## Doc2Dial Dataset - v0.9.1
### Reference
Please cite this paper paper if you use the dataset or baseline code.
```bibtex
@inproceedings{feng-etal-2020-doc2dial,
title = "doc2dial: A Goal-Oriented Document-Grounded Dialogue Dataset",
author = "Feng, Song and Wan, Hui and Gunasekara, Chulaka and Patel, Siva and Joshi, Sachindra and Lastras, Luis",
booktitle = "Proceedings of the 2020 Conference on Empirical Methods in Natural Language Processing (EMNLP)",
month = nov,
year = "2020",
publisher = "Association for Computational Linguistics",
url = "https://www.aclweb.org/anthology/2020.emnlp-main.652",
}
```
### Dataset Description
- *doc2dial_doc.json* contains the documents that are indexed by key domain and doc_id . Each document instance includes the following,
- doc_id: the ID of a document;
- title: the title of the document;
- domain: the domain of the document;
- doc_text: the text content of the document (without HTML markups);
- doc_html_ts: the document content with HTML markups and the annotated spans that are indicated by text_id attribute, which corresponds to id_sp.
- doc_html_raw: the document content with HTML markups and without span annotations.
- spans: key-value pairs of all spans in the document, with id_sp as key. Each span includes the following,
- id_sp: the id of a span as noted by text_id in doc_html_ts;
- start_sp/ end_sp: the start/end position of the text span in doc_text;
- text_sp: the text content of the span.
- id_sec: the id of the (sub)section (e.g. <p>) or title (<h2>) that contains the span.
- start_sec / end_sec: the start/end position of the (sub)section in doc_text.
- text_sec: the text of the (sub)section.
- title: the title of the (sub)section.
- parent_titles: the parent titles of the title.

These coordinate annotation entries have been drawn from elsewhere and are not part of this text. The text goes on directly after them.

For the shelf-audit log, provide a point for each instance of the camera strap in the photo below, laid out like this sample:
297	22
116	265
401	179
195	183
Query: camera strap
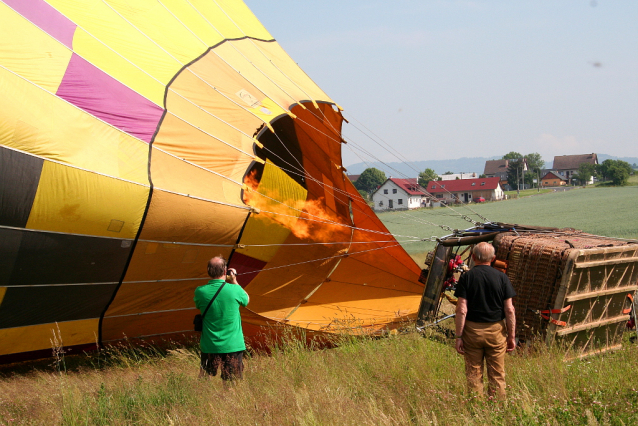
211	300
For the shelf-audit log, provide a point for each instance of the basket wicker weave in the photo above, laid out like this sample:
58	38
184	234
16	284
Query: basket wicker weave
550	270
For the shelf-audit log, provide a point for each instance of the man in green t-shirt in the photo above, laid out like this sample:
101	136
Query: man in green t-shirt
222	341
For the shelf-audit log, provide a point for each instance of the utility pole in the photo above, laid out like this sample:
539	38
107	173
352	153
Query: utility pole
518	181
538	179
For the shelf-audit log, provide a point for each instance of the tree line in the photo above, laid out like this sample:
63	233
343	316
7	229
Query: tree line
615	171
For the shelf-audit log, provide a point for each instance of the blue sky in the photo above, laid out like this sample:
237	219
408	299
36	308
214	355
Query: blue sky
448	79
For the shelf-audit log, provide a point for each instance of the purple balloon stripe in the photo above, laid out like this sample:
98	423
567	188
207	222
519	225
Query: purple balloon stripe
99	94
47	18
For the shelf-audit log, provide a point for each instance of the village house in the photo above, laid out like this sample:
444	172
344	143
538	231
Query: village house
466	190
553	178
567	165
455	176
399	194
496	168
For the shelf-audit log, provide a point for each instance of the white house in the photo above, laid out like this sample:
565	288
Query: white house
399	194
455	176
466	190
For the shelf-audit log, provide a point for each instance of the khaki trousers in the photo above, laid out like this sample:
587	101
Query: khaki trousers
485	341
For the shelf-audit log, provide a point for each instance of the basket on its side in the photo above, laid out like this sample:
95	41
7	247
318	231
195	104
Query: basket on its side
571	287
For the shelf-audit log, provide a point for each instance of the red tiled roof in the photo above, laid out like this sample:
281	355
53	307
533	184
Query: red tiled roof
410	185
571	162
495	166
553	175
463	185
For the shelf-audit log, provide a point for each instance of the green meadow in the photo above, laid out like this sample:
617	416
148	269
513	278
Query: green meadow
400	379
611	211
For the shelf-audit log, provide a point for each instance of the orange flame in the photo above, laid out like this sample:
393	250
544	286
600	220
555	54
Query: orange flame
306	219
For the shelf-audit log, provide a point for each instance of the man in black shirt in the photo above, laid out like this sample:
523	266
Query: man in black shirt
484	301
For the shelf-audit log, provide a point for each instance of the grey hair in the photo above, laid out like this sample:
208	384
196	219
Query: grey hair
217	267
483	252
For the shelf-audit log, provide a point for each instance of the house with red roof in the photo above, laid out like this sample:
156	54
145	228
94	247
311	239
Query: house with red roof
553	178
466	190
399	194
567	165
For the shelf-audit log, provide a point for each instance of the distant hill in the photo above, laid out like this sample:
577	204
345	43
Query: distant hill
397	169
630	160
464	164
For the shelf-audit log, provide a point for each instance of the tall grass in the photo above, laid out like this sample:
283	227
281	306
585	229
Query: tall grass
398	380
403	379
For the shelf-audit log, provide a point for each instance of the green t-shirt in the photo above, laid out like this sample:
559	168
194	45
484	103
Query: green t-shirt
222	331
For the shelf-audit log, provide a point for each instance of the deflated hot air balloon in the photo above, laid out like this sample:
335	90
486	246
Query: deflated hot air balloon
139	138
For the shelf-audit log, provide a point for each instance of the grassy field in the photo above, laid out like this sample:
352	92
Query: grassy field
611	212
405	379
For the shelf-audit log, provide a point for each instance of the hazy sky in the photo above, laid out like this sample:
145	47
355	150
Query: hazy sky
443	79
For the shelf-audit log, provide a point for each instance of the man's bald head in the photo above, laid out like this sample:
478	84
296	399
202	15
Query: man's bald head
217	268
483	253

- *doc2dial_dial_train.json* and *doc2dial_dial_validation.json* contain the training and dev split of dialogue data that are indexed by key domain and doc_id. Each dialogue instance includes the following,
- dial_id: the ID of a dialogue;
- doc_id: the ID of the associated document;
- domain: domain of the document;
- turns: a list of dialogue turns. Each turn includes,
- turn_id: the time order of the turn;
- role: either "agent" or "user";
- da: dialogue act;
- reference: the corresponding span (id_sp) in the associated document. If a turn is an irrelevant turn, i.e., da ends with "ood", reference is empty. *Note* that spans with labels "precondition"/"solution" are the actual grounding spans. Spans with label "reference" are the related titles or contextual reference, which is used for the purpose of describing a dialogue scene better to crowd contributors.
- utterance: the human-generated utterance based on the dialogue scene.